Port sources said nearly 15,000 tonnes of chickpeas were imported from Australia between March 1 and April 9.
Chattogram customs sources said due to the countrywide shutdown from March 26, the product delivery dropped by around 70 percent.
Md Fakhrul Alam, commissioner of the Chattogram Customs House, said the revenue collection is underway on a limited scale with only 20 percent of its staff due to the shutdown.
"According to the instructions of the National Board of Revenue, delivery of imported emergency food items, fruits, drugs and industries' raw materials is ongoing," he added.
The commissioner said the revenue collection for other products, – including mobile handsets and furniture – remains halted.
According to the transportation department at the port, 1,031 containers were delivered as of 8am on April 11 – when there were more than 45,000 containers at different yards against the total capacity of around 49,000 containers.
Containers occupied 92 percent of the port yards. However, the yard needs at least 15 percent of its space to be free to maintain regular operations at the port.
Meanwhile, importers have stumbled into trouble because of perishable goods.

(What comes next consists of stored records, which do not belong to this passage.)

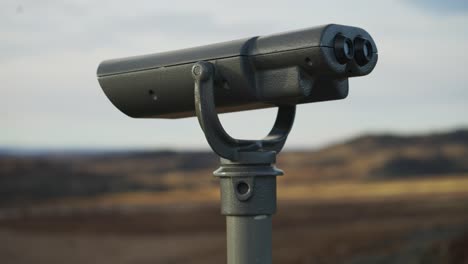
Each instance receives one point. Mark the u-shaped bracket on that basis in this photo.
(219, 140)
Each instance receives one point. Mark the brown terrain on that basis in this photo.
(373, 199)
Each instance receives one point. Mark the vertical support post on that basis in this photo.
(249, 239)
(247, 173)
(248, 200)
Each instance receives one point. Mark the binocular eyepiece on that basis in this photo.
(296, 67)
(346, 49)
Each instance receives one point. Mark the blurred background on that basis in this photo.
(380, 177)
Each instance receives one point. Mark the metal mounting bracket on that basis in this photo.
(220, 141)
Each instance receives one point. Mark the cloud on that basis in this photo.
(442, 7)
(50, 51)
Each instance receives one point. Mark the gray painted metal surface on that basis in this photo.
(249, 239)
(294, 67)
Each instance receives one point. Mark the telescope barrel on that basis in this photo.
(296, 67)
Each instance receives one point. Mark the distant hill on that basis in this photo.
(34, 177)
(385, 156)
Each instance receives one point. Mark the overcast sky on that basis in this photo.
(50, 49)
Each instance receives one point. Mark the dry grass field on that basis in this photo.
(412, 221)
(374, 199)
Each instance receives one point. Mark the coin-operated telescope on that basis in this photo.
(280, 70)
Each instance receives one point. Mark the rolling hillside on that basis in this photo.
(26, 179)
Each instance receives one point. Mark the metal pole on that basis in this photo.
(249, 239)
(248, 199)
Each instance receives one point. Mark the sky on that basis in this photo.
(50, 50)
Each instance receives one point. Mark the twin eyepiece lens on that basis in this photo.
(345, 50)
(364, 51)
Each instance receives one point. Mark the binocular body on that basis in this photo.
(296, 67)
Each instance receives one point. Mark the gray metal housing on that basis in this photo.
(283, 69)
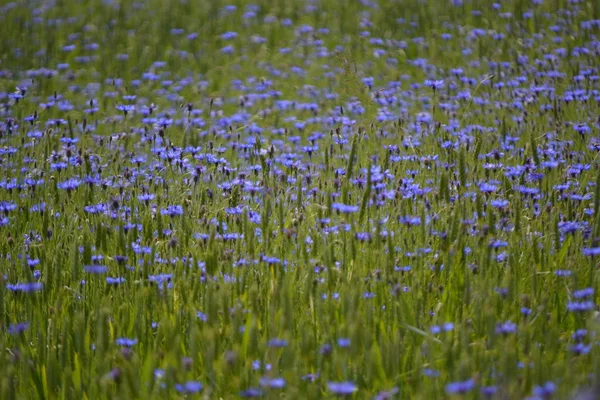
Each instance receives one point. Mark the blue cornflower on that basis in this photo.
(506, 328)
(460, 387)
(434, 84)
(277, 343)
(26, 287)
(189, 387)
(126, 342)
(274, 383)
(344, 208)
(17, 329)
(583, 293)
(342, 388)
(70, 184)
(95, 269)
(580, 306)
(172, 211)
(591, 251)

Due to a lack of space at the port, reefer containers cannot be offloaded on the yard. This puts imported fruits, frozen fish, baby food, and raw materials for medicine at the risk of rotting.

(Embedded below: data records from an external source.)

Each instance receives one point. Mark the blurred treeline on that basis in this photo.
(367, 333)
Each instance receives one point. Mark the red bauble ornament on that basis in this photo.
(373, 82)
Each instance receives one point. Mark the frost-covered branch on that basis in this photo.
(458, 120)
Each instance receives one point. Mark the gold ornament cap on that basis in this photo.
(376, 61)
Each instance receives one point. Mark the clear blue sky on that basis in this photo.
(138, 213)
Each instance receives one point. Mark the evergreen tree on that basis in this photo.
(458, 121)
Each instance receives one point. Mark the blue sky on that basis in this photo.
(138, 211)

Port sources said a radiation test under the science and technology ministry is a must for delivering products imported in reefer containers. However, the test cannot be conducted now as the department concerned remains closed amid the shutdown.
In such a situation, customs cannot collect revenue, thus the pile of reefer containers is also expanding every day.
Enamul Karim, director (traffic) at the port, said, the average stay time for a ship at the port is 2.6 days every month. However, the time may increase.
Omar Faruq, Chattogram Port Authority secretary, said the normal operations of the port have been hampered due to the coronavirus crisis. "We are trying to overcome the problem."
Shafiqul Alam Jewel, vice-president of Bangladesh Shipping Agents Association, said, "We are facing some problems due to the unloading of containers by rationing. We have to pay fines for increasing the stay time of ships at the Chattogram port."
Meanwhile, the situation at Khatunganj, the country's largest wholesale market for commodities, has changed. The market, which usually remains crowded with trucks, is now almost empty. Despite a massive demand of essentials ahead of Ramadan, the products are not supplied to the different places of the country due to a lack of transport.
Solaiman Badsha, former president of Chaktai Khatunganj Babosayi Somity, said, "The supply of products from Khatunganj has fallen by 80 percent due to transport shortage. The prices of the essential commodities have started increasing in the gap of just a week."
The price of chickpeas has increased from Tk60 to Tk62, pulses from Tk80 to Tk88 and lentils from Tk65 to Tk78 per kilogramme.